Enquanto aguardava que terminasse
o treino do meu filho ouvi, entre conversas de crianças, uma menina de 5 anos
dizer que queria ser um livro. Não sei se a ideia de ser um livro foi fruto da
sua imaginação e vontade ou se olhou para mim e, vendo-me a ler o maravilhoso
“Os loucos da rua Mazur”, surgiu-lhe essa ideia.
Talvez tenha sido seduzida pelo
meu sorriso e expressão de prazer ao ler os primeiros capítulos, ou, quem sabe,
pela maneira como pouso com carinho o livro sobre as pernas e o seguro com
ambas as mãos, inclinando-o suavemente. Talvez ao olhar para mim tenha sentido
o desejo de ser valorizada, acarinhada e protegida como um livro, o certo é que
uns instantes depois aninhou-se no colo de seu pai e aí procurou, e encontrou, amparo
e carinho.
Quem sabe tenha reparado que
enquanto a mão esquerda segura o livro com firmeza a mão direita vai
percorrendo o livro em carícias lentas, página a página, passando uma após
outra, no decorrer da história. Também no colo do seu pai sentiu o enlace firme
e protetor de um braço enquanto a mão livre lhe afagava docemente os cabelos
rebeldes.
Ou talvez a ideia tenha surgido
da sua própria experiência de dias a folhear livros, a deliciar-se com as
coloridas e sugestivas ilustrações, a inventar histórias e a tentar perceber o
sentido das letras impressas nas páginas grossas, de histórias ouvidas à
meia-luz, pela voz plácida e açucarada de sua mãe em inícios de noite, aconchegada
entre lençóis.
Terá sido por saber que num livro
cabem muitas histórias, aventuras, mundos e personagens, cabe conhecimento e
distração, cabe arte e cabe ciência, cabe toda a nossa imaginação? Terá sido a
possibilidade de ser tudo isso que a fez querer ser um livro?

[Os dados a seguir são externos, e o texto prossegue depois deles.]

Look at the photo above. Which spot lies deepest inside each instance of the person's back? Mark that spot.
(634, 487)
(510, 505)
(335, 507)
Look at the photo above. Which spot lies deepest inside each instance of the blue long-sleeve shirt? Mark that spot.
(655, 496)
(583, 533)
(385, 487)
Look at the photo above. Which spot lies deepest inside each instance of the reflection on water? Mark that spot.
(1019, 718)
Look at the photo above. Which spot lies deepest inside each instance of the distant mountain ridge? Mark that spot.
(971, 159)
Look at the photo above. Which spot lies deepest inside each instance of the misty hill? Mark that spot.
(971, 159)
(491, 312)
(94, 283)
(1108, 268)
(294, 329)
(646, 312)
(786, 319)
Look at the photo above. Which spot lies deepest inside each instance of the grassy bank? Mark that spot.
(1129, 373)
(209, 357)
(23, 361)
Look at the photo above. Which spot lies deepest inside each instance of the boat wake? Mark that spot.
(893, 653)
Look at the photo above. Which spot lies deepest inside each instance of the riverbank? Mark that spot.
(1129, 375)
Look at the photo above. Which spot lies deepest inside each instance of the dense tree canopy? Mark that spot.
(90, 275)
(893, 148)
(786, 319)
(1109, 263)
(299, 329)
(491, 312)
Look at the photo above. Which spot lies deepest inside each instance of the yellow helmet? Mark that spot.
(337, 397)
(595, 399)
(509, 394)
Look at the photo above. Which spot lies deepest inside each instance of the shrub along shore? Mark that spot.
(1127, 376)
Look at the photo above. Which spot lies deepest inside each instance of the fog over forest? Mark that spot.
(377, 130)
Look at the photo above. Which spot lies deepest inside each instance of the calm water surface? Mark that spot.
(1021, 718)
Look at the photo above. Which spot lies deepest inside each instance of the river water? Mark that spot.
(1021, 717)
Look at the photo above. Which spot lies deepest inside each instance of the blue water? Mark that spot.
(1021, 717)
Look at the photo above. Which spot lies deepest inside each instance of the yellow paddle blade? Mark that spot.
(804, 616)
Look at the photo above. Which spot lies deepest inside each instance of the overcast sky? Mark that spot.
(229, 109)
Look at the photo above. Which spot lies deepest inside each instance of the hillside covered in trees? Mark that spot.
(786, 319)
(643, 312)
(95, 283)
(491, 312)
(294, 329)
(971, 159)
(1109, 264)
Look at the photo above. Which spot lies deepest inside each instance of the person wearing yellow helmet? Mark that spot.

Porque na inocência dos seus 5
anos tem já o conhecimento de que num livro tudo é possível. Um livro abre-se
em páginas e páginas de infindas possibilidades, de histórias para serem
contadas, assim como a extraordinária perspetiva que tem do seu futuro, anos e
anos de enredos possíveis, de histórias para serem vividas.
Haverá algo mais belo do que a
grandiosidade de uma criança de 5 anos querer ser um livro? A expetativa, o
sonho, a alegria e a determinação de viver desta menina apresentam-se com a
forma ilimitada de um livro. Quantos de nós já fechámos livros, muitas vezes
por escrever, e os arrumámos numa qualquer prateleira da vida?